Another research focus of the group lies in the integration of simulation-based optimization, the modeling of Markov decision processes, reinforcement learning, and policy extraction for explainable artificial intelligence. The combination of these four approaches is particularly well-suited to merging the advantages of modern machine learning methods with the need for transparency and sustainable understanding. This allows complex and time-dependent systems to be modeled and optimized, which are often difficult to address with classical methods.

Markov Decision Processes (MDPs) are a fundamental concept for modeling decision problems where outcomes are partly random and partly determined by the decisions made. An MDP consists of a set of states, actions, transition probabilities, and a reward model. States represent the different situations in which a system can find itself, while actions represent the possible decisions that can be made in each state. Transition probabilities describe the likelihood of moving from one state to another, and rewards indicate the gains or losses associated with these transitions. By modeling decision processes as MDPs, complex decision-making can be broken down into a sequence of states and actions, making them amenable to systematic optimization.

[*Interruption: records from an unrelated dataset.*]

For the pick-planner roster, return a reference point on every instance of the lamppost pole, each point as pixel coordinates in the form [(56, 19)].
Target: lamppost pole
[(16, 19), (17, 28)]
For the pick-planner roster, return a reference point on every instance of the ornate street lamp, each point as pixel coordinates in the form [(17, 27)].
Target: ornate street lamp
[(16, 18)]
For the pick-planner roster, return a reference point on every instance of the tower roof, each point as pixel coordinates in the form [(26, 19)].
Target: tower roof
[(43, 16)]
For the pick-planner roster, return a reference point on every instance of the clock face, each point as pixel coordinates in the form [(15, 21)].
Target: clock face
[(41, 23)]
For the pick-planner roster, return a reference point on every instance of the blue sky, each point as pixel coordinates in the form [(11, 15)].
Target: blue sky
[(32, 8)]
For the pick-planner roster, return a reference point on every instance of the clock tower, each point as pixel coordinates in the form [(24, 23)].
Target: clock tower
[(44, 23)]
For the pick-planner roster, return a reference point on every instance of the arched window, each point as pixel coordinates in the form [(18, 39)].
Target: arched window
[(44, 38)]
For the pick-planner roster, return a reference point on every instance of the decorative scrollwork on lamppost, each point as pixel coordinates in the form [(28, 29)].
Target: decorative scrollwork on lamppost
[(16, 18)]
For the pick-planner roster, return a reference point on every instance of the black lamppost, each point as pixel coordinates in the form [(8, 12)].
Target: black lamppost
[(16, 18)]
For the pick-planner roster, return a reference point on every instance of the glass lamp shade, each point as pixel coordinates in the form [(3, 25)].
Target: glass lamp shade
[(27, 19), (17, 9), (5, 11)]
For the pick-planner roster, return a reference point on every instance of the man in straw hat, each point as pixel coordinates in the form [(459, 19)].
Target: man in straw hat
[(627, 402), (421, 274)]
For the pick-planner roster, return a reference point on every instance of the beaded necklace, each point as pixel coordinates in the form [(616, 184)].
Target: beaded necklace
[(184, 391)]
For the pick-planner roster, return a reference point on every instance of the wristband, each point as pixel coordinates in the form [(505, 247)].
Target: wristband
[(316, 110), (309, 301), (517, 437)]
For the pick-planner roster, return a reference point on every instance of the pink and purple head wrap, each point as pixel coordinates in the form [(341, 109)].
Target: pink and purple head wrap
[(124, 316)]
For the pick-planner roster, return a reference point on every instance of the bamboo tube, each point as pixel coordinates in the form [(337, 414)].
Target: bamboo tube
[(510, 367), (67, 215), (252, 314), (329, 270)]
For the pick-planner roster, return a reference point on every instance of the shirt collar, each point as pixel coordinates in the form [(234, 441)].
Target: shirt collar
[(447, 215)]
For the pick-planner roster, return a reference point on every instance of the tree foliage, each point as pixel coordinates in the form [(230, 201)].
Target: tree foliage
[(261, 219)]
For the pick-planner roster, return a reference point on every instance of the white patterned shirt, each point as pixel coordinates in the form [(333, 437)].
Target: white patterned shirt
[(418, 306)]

Simulation-based optimization is a research field focused on analyzing and improving complex systems. This technique uses simulations to explore various scenarios and identify optimal solutions. By replicating real-world processes in a controlled virtual environment, different parameters and strategies can be tested to gain further insights into the underlying problem and solution structure. This approach enables the optimization of problem classes that are difficult or nearly impossible to address with classical optimization methods due to randomness and complex internal dependencies. Simulation models can also generate sufficient data for machine learning methods.

 

Reinforcement Learning (RL) is a promising approach to machine learning, where an agent interacts with its environment. The agent takes actions, while the environment responds with changes and numerical feedback. The agent then tries to choose actions based on learned experiences to maximize the cumulative feedback over the course of the learning task. By applying RL, optimal strategies in Markov Decision Processes can be found without the need to explicitly know the transition probabilities. Our research in RL focuses on developing robust algorithms that function primarily in discrete event simulation models, enabling them to be used as solution methods for complex problems.

Policy Extraction and Explainable AI address the explainability of developed models and strategies. While algorithms often produce superior solutions, understanding them remains a challenge. Through policy extraction methods, decision strategies found by RL agents can be extracted into understandable and traceable rules. This makes AI system solutions transparent and interpretable. This is especially important in safety-critical and ethically sensitive application areas, where trust in the technology is of central importance.

 

 

Modeled Markov Decision Process

© freepik

As part of this combined approach, the problems are first described and modeled as a Markov Decision Process. Based on this, a simulation model is created that sufficiently approximates the problem. With the now available set of synthetic data points, reinforcement learning can be applied to generate optimal strategies. Once this is successful, these strategies can be analyzed and interpreted.

The applications considered are highly diverse, ranging from the optimization of complex production systems to optimal resource allocation and even medical applications, where improved treatment strategies are desired.